Some of my ASA’s have a lot going on, IPSEC tunnels, port forwarding, etc. I would like to keep them for now as firewalls. I may upgrade them to newer ASA or firepower devices, but for now I would like to make the 5510’s work.
Each of these sites are getting additional faster internet connections and my need to use policy based routing is becoming more of a reality. ex. specific destination map (public IP block) would use ISP2 and all other traffic would use ISP1
I have all kinds of Mikrotik gear including some CCR-1016-12S cloud core routers. I am thinking about putting the CCR in front of the ASA to do the policy based routing… like we used to do with Cisco 1841 integrated services routers etc.
I’m looking for any in site to this configuration. Thanks!
I opened a TAC ticket to ask the question… can the ASA with 9.4 perform policy based routing, because i found this
http://www.cisco.com/c/en/us/td/docs/security/asa/asa94/config-guides/cli/general/asa-94-general-config/route-policy-based.html
I still would like to set this op using my CCR’s
If anyone has any pointers I am all ears.. and thank you!
IOS is totally different than the ASA code trains as you’ve now found out. ASA supports it from 9.4 which your ASAs cannot run. The CCR platform can do the policy aspect. In particular what are you looking to do? Direct web traffic out one pipe and other types of traffic out the other?
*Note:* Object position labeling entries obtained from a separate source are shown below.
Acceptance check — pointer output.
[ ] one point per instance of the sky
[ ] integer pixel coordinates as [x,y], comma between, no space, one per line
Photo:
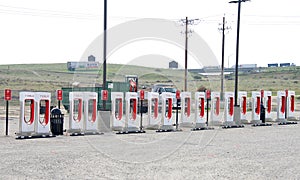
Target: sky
[57,31]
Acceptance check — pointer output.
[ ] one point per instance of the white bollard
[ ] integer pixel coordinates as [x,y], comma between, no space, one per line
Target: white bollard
[228,108]
[186,98]
[42,123]
[76,116]
[90,112]
[215,108]
[117,120]
[167,115]
[256,97]
[27,114]
[200,118]
[242,98]
[131,121]
[290,113]
[281,105]
[153,115]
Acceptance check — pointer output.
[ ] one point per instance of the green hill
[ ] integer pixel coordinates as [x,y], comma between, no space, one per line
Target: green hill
[49,77]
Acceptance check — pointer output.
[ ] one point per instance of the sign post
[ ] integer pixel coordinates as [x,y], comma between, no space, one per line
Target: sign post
[7,97]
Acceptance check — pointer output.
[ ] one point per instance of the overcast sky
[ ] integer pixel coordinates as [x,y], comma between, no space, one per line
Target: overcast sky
[57,31]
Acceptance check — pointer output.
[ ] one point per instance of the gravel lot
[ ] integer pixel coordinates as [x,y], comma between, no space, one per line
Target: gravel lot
[246,153]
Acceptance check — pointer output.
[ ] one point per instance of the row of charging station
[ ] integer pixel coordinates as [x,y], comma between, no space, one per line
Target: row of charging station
[159,117]
[34,120]
[35,114]
[163,120]
[285,106]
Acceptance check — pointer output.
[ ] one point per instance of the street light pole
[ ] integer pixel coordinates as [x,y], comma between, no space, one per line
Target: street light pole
[104,51]
[186,54]
[237,110]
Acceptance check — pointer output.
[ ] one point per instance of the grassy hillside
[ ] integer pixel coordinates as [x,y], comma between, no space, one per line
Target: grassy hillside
[49,77]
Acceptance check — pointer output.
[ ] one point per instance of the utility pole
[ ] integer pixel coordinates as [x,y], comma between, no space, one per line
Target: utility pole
[187,22]
[185,54]
[104,51]
[223,54]
[237,110]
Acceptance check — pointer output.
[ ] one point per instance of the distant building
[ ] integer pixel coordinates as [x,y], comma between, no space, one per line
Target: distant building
[285,64]
[173,65]
[273,65]
[91,58]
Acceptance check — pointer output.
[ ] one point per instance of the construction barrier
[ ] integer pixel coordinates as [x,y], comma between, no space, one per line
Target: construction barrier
[267,103]
[255,99]
[27,114]
[167,115]
[290,112]
[131,122]
[153,115]
[200,115]
[42,123]
[76,116]
[90,100]
[242,98]
[215,108]
[228,108]
[281,105]
[186,98]
[117,120]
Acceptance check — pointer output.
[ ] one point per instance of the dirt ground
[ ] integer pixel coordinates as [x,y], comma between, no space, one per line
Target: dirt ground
[245,153]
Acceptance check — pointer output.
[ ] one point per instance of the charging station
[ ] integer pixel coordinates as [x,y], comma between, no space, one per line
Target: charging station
[267,103]
[242,99]
[215,108]
[27,114]
[281,101]
[76,116]
[167,115]
[255,99]
[90,100]
[117,120]
[186,119]
[42,123]
[228,109]
[290,113]
[132,124]
[153,114]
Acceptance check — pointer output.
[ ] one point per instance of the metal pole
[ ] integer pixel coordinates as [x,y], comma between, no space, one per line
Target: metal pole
[141,110]
[237,54]
[104,51]
[6,126]
[186,54]
[207,105]
[177,104]
[223,53]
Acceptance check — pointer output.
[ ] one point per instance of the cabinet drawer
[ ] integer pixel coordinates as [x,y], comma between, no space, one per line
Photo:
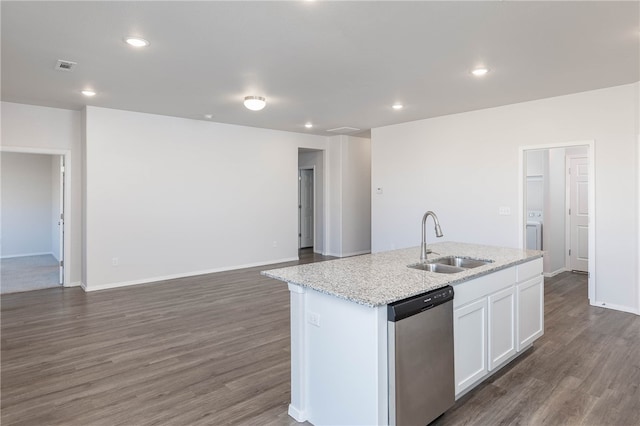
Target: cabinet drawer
[529,269]
[474,289]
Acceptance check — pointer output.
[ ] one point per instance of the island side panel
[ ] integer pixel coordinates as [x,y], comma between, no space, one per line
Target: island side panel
[338,360]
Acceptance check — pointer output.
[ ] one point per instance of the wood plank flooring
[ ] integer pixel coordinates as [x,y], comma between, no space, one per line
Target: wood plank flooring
[585,370]
[214,350]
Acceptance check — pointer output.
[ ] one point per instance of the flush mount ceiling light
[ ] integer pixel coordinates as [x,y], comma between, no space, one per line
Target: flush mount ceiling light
[136,41]
[480,71]
[255,103]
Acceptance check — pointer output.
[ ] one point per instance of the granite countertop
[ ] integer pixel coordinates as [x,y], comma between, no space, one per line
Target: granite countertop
[382,278]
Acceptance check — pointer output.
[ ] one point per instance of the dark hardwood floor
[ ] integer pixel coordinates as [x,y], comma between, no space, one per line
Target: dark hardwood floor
[214,350]
[585,370]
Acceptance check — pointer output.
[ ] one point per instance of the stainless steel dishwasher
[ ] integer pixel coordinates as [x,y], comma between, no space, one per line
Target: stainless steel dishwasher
[421,375]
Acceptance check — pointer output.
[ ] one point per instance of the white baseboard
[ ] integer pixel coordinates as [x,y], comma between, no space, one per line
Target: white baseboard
[620,308]
[554,273]
[355,253]
[151,280]
[298,415]
[26,255]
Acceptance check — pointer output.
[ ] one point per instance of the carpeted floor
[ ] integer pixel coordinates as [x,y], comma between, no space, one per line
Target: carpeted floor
[28,273]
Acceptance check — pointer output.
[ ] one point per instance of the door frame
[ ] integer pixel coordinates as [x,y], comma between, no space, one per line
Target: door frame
[67,199]
[522,181]
[313,169]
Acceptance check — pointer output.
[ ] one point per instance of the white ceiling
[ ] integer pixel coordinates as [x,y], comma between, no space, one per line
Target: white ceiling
[333,64]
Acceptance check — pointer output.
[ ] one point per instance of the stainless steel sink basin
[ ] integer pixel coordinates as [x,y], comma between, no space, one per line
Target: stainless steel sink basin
[437,267]
[449,264]
[462,262]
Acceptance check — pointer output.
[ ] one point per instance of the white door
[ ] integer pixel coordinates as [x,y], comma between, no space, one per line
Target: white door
[579,213]
[305,207]
[61,220]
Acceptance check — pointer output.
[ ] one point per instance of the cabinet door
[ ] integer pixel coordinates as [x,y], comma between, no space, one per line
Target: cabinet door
[470,343]
[530,299]
[502,326]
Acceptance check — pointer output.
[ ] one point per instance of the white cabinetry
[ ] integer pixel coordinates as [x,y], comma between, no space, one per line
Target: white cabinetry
[502,327]
[470,341]
[495,317]
[530,304]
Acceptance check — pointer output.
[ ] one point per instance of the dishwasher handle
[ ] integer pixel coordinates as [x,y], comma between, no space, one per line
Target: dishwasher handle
[414,305]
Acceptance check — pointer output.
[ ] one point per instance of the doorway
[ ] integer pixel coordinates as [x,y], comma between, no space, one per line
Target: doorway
[311,205]
[305,208]
[34,199]
[557,205]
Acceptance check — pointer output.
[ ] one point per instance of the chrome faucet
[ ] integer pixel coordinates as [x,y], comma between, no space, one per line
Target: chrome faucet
[423,247]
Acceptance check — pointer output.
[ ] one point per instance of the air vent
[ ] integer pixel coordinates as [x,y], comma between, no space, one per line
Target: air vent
[63,65]
[343,130]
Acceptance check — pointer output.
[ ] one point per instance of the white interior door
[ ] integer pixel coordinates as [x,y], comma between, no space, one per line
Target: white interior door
[61,220]
[579,213]
[305,223]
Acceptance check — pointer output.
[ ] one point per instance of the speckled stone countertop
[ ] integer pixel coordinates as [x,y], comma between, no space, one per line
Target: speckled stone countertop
[383,278]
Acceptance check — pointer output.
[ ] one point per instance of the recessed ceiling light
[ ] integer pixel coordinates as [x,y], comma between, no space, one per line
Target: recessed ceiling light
[136,41]
[255,103]
[479,72]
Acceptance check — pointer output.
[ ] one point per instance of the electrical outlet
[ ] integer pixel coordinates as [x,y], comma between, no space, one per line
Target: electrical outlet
[313,319]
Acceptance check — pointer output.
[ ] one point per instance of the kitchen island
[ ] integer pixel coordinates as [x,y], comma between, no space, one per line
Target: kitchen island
[339,360]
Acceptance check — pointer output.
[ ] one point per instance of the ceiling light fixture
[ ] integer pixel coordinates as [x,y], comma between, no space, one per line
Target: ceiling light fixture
[136,41]
[255,103]
[479,72]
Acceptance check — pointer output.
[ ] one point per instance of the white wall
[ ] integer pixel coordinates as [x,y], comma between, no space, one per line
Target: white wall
[26,204]
[356,196]
[56,189]
[173,197]
[314,159]
[349,208]
[40,129]
[465,166]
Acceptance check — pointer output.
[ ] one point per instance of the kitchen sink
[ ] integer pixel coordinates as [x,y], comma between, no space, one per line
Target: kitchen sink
[462,262]
[449,264]
[437,267]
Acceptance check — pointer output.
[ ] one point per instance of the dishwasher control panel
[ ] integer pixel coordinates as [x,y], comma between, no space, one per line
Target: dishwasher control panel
[415,304]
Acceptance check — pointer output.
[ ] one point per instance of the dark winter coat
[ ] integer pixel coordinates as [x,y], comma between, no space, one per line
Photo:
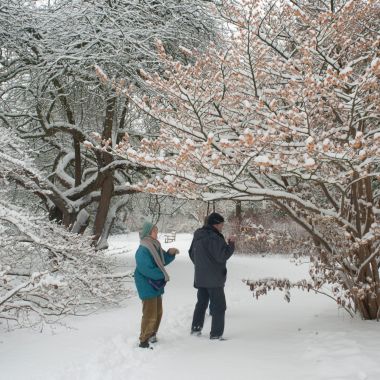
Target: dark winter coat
[209,252]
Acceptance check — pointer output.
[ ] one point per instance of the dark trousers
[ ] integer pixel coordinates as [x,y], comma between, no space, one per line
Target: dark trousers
[217,308]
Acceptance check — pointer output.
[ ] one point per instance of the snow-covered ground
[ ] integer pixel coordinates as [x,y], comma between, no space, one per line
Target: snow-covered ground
[268,339]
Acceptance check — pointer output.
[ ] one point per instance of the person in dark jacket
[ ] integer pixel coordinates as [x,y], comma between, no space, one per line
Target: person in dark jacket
[151,278]
[209,252]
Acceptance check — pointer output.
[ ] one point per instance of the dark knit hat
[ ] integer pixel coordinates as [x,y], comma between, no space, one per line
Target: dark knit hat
[146,229]
[214,218]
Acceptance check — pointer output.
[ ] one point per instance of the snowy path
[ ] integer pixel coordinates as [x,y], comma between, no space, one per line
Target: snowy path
[268,339]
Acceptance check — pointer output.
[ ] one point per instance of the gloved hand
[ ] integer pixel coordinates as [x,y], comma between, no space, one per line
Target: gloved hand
[173,251]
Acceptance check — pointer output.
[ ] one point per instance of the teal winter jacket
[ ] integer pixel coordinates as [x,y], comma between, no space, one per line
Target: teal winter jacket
[146,268]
If you are simply looking for failure the ASA can do that with route tracking.
Thanks for the reply,
you are correct.. the 5510 will not run the 9.4 train.
Until i can replace them with newer i plan to implement a CCR in front of the ASA.
The ASA will continue to do NAT, VPN termination (IPSEC and AnyConnect) and the Port forwarding to internal resources and Firewall.
In front of it I will place a CCR configured purely as a router. The CCR will have 3 active interfaces, one interface for each Internet service providers incoming connection and one interface facing inwards towards my ASA. The network between my ASA and inside interface of the CCR will be a private network range. The two ISP facing interfaces will use an public IP from the blocks given by the ISP. I will have to then re-configure the ASA considerably but that shouldn’t be too difficult.
I am looking to configure for fail over and for policy based routing outgoing… so say all internal traffic going to Azure or AWS IP’s use this ISP etc.
Another issue with these 5510’s is that their max throughput is 300Mbps and I am looking at installing some 1Gbps connections.